To Taper or Not to Taper?

After reviewing the above information and clinical content, we are left with the dilemma of determining how long a patient should be maintained on Buprenorphine and whether or not they should be tapered off the medication. Some of the clinical studies reviewing this are as follows:

  • Fiellin, David A., et al. “Primary care-based buprenorphine taper vs maintenance therapy for prescription opioid dependence: a randomized clinical trial.” JAMA internal medicine 174.12 (2014): 1947-1954.
  • After 6 weeks of Buprenorphine stabilization, people who were tapered off the medication over 3 weeks had significantly increased relapse on opioids, more opioid using days per week, and were less likely to complete the trial than were the Buprenorphine maintenance people.
  • Sigmon, Stacey C., et al. “A randomized, double-blind evaluation of buprenorphine taper duration in primary prescription opioid abusers.” JAMA psychiatry 70.12 (2013): 1347-1354.
  • Post-stabilization on Buprenorphine, prescription opioid-dependent people offered naltrexone medication after a 4-week taper did significantly better than those offered either 2 or 1-week tapers.

In terms of strategy involving Buprenorphine taper and then a bridge onto Naltrexone medication, the following study showed the most promising results:

  • Umbricht, A., et al. “Naltrexone shortened opioid detoxification with buprenorphine.” Drug and alcohol dependence 56.3 (1999): 181-190.
  • Starting naltrexone medication on day 2 of a buprenorphine taper led to higher dropout rates for the group but shorter overall withdrawal from buprenorphine (average 5 days) as compared to taking placebo medication while tapering buprenorphine.
What to Expect

This lets us believe that tapering off Buprenorphine is possible and can be done through different strategies. One study supported more of a 4-week rather than 1 or 2 week taper. The other study supported a 1-week taper combining with Naltrexone to speed up the transition.

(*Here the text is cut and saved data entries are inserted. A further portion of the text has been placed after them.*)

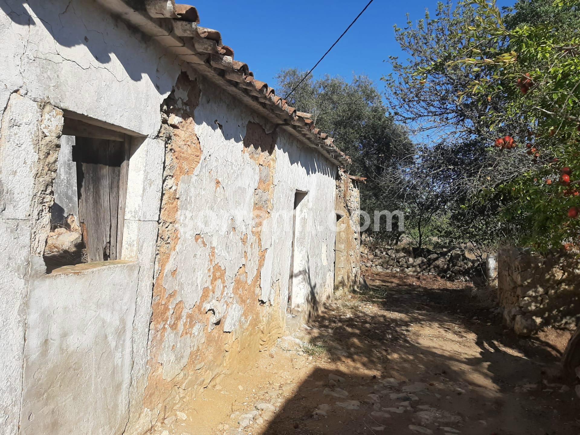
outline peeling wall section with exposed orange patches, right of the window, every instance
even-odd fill
[[[313,311],[332,296],[334,229],[320,216],[333,215],[336,168],[191,77],[180,75],[163,106],[164,199],[144,401],[160,418],[193,386],[280,336],[297,189],[310,192],[299,245],[312,285],[297,300]]]

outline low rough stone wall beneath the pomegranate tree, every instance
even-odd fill
[[[580,321],[580,263],[572,255],[535,255],[524,249],[498,252],[498,299],[503,322],[519,335]]]

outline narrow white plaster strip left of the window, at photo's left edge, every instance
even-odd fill
[[[35,102],[17,93],[9,94],[1,107],[0,237],[4,242],[0,248],[0,426],[3,433],[13,435],[20,415],[30,213],[38,160],[33,139],[41,112]]]

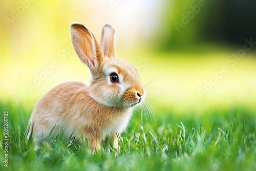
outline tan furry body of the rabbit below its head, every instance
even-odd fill
[[[99,142],[125,129],[132,109],[117,111],[100,104],[90,97],[89,89],[82,82],[65,82],[42,97],[32,114],[36,143],[46,139],[55,125],[53,137],[63,129],[65,138],[73,133],[74,137],[93,137]]]

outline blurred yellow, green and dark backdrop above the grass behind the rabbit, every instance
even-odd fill
[[[256,99],[253,1],[1,1],[2,102],[29,109],[65,81],[89,80],[76,57],[70,24],[100,39],[116,30],[117,57],[151,82],[150,101],[175,111],[245,106]]]

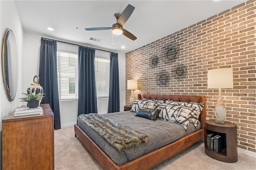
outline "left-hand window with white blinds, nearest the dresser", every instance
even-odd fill
[[[57,51],[58,91],[60,100],[78,98],[78,55]]]

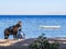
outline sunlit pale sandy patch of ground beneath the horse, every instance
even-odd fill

It is important to note that the Naltrexone-aided taper would be best suited for a patient looking to bridge onto Naltrexone, an opioid blockade medication, for the first few months of being off Buprenorphine. This can ideally be done with the use of injectable Naltrexone (Vivitrol) to ensure compliance.

Supportive Medications

The most common additional medications prescribed to people progressing through a Buprenorphine taper include:

  • Gabapentin
  • Seroquel
  • Clonidine

These medications tend to be safe for symptoms including sweating, agitation, insomnia, and anxiety. Of note, the only particularly dangerous med of these 3 is the clonidine, as it can cause severe hypotension and death when taken in excess. We counsel people to stay accurate with the prescription and not to expect a complete resolution of symptoms from something like clonidine. These medications will soften some of the withdrawal but are not powerful enough to completely take withdrawal away.

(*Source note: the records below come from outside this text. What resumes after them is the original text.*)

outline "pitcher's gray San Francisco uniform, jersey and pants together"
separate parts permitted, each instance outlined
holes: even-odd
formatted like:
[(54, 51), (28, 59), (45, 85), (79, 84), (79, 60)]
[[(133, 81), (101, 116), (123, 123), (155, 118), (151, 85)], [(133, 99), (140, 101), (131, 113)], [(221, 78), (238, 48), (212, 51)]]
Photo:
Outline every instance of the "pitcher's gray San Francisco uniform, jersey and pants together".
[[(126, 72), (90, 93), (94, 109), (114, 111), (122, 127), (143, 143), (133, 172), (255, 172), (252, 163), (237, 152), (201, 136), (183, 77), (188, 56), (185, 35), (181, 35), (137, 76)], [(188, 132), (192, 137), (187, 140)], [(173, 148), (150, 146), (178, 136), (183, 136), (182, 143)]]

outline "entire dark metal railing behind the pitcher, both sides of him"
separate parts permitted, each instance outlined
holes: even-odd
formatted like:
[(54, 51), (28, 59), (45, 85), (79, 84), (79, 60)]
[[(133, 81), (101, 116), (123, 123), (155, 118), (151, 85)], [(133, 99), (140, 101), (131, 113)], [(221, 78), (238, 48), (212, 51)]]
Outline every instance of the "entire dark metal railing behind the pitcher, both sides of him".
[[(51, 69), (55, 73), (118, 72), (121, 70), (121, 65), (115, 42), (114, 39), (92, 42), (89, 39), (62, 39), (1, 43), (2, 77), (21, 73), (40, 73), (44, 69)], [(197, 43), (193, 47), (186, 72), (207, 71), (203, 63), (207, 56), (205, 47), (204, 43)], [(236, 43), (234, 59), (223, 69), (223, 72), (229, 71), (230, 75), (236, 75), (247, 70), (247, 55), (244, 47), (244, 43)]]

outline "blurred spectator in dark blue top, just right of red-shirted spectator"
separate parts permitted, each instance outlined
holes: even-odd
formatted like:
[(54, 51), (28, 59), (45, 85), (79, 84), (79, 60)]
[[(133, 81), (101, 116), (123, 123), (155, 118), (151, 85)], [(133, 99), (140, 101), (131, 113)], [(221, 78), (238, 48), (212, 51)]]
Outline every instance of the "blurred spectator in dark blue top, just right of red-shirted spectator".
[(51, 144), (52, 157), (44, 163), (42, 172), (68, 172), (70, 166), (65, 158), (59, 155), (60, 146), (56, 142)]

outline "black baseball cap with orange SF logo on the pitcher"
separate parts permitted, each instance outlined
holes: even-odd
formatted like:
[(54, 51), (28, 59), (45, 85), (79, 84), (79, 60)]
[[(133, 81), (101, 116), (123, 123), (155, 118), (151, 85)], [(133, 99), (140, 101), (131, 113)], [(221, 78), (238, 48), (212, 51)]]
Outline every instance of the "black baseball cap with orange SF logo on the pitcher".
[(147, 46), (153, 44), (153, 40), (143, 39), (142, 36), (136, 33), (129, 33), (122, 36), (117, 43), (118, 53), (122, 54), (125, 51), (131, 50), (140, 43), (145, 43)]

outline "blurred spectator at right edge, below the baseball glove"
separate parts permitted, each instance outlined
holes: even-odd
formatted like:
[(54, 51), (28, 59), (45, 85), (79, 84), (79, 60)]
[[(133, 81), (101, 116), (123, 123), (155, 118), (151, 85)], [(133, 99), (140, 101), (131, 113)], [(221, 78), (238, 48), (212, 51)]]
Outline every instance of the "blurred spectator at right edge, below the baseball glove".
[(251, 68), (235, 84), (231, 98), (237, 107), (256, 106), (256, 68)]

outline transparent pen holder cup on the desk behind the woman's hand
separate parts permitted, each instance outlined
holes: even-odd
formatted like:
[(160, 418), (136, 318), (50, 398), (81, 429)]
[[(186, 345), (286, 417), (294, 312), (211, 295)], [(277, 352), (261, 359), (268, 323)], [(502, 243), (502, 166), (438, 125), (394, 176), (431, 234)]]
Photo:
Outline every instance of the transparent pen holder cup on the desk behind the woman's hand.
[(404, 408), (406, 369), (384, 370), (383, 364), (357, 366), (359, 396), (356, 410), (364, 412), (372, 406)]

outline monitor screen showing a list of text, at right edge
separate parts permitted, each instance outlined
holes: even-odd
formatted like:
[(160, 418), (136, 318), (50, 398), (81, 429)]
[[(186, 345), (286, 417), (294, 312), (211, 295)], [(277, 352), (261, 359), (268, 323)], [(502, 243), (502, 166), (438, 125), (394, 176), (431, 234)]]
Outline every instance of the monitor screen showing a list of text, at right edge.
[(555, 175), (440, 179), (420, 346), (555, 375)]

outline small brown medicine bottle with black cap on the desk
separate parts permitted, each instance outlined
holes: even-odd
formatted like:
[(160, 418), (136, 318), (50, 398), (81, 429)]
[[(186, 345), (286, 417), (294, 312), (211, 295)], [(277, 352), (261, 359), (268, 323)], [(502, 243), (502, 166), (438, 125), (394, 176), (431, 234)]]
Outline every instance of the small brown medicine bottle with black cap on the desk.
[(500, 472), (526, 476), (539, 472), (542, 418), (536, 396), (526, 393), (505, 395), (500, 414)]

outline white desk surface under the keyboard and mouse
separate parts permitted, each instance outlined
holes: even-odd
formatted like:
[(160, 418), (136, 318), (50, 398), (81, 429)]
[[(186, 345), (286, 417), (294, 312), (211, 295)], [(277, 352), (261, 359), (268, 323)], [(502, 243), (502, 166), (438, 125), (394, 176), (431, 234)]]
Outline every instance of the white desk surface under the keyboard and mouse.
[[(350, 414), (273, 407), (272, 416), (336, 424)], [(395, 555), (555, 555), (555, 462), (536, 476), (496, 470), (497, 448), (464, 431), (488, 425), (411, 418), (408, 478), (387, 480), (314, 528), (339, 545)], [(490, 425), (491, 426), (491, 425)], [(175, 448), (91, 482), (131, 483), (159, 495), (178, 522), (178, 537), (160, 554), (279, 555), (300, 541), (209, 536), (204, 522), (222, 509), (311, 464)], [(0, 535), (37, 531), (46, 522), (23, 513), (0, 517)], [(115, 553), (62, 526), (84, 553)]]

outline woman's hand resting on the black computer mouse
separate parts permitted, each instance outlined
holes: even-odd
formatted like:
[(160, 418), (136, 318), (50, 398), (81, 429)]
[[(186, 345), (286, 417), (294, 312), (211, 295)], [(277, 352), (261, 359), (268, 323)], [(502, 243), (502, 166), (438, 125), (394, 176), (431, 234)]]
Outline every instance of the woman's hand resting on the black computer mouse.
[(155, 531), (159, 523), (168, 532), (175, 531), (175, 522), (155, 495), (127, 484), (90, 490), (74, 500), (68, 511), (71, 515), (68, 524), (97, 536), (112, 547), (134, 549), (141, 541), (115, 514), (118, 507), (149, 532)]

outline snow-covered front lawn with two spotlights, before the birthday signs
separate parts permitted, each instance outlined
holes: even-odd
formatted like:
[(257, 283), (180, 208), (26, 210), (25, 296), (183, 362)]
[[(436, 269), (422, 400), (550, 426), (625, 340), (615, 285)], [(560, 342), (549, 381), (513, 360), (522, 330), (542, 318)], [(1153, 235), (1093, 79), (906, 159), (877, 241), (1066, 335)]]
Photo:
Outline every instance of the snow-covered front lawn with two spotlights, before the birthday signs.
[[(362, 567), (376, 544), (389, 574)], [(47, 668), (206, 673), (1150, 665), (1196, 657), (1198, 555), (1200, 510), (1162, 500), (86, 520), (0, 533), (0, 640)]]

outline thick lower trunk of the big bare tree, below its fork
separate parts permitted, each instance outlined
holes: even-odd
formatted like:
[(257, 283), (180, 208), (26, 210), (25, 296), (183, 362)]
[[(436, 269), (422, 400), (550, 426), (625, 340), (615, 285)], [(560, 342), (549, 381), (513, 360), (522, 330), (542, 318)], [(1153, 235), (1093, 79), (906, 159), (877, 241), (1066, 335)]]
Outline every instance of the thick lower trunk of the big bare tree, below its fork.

The only thing really powerful enough to take away Buprenorphine withdrawal is… Buprenorphine

The Realities of Tapering

Which leads us to a primary dilemma with this process. Buprenorphine tapers seem to only work when the medication is completely cut off from the patient, such as in residential treatment settings or with firm boundaries from a prescriber. Many people will work to taper down the medication and fail in their attempt. Most of the above-listed studies involved close monitoring of the medication and dispensing of doses through a center. This is different than with self-administered treatment approaches.

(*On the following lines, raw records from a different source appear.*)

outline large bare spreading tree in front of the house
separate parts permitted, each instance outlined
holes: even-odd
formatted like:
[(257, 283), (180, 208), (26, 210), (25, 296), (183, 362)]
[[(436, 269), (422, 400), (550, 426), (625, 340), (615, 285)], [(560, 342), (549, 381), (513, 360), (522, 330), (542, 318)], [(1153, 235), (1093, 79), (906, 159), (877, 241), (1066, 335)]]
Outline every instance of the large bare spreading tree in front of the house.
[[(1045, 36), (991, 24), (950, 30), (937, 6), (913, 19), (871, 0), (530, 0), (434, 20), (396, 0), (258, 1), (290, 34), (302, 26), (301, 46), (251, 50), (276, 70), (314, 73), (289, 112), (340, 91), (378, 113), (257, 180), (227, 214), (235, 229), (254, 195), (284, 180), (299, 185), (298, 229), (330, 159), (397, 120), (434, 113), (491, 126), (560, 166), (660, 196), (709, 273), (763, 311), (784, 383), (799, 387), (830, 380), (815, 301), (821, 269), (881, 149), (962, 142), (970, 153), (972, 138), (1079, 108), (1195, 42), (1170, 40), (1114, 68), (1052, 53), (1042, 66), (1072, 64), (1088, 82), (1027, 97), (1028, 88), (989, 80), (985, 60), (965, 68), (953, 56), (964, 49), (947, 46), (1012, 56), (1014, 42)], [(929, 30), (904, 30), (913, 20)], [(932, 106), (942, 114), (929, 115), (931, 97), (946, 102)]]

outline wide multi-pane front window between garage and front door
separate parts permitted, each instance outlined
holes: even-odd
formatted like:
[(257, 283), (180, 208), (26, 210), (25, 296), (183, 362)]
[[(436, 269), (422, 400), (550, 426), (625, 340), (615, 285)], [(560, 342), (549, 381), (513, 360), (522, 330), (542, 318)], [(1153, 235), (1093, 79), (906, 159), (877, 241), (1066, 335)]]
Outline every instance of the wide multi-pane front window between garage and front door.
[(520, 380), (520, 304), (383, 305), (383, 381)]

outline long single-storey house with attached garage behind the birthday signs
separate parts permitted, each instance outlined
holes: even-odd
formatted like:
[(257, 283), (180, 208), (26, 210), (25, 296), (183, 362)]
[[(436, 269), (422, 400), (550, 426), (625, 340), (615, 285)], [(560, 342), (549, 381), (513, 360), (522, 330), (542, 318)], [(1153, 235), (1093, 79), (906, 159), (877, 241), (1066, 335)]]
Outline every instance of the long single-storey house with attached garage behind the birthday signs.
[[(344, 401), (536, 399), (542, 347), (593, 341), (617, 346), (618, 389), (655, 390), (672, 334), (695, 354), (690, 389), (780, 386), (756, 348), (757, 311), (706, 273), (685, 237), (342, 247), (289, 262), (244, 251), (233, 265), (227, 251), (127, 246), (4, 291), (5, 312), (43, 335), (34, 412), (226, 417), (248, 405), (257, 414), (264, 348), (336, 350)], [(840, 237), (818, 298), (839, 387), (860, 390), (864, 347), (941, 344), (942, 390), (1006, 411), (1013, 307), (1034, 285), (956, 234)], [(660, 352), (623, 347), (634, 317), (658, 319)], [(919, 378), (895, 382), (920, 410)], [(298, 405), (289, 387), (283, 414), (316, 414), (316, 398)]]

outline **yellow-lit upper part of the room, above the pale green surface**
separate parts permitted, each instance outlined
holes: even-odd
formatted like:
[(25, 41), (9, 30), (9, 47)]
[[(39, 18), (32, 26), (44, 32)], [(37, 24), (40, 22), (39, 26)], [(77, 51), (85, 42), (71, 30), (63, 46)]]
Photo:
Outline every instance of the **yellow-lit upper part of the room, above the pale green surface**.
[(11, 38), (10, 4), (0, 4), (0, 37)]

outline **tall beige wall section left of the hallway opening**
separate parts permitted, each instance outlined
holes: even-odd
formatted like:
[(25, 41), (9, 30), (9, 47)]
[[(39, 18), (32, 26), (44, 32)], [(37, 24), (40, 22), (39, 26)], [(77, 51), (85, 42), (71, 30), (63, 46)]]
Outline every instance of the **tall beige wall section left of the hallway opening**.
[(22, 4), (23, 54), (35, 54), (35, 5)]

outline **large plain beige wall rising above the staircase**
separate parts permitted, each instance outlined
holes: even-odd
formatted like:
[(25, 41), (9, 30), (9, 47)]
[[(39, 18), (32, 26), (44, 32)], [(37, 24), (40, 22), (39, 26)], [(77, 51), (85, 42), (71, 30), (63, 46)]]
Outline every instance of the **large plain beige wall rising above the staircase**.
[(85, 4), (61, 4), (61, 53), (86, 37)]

In connecting this to my fractured elbow example, an ideal patient to taper Buprenorphine would have the following traits:

  • Minimum 6 months abstinence from opioids or heroin
  • No presence of active opioid addiction in close family members
  • Active enrollment in individual therapy or Peer Support
  • Stable psychiatric issues such as depression or PTSD
  • Minimal or no secondary substance use
  • Adequate coping skills and emotional resilience for enduring the taper

Only if you meet the above-listed criteria, and that includes every single one of the above, you may be a good candidate to taper down your dosage. Talk to your provider about some of these issues so that you can build a collaborative plan moving forward. If any of the above are not applicable to you or are too difficult, the hardware needs to stay in.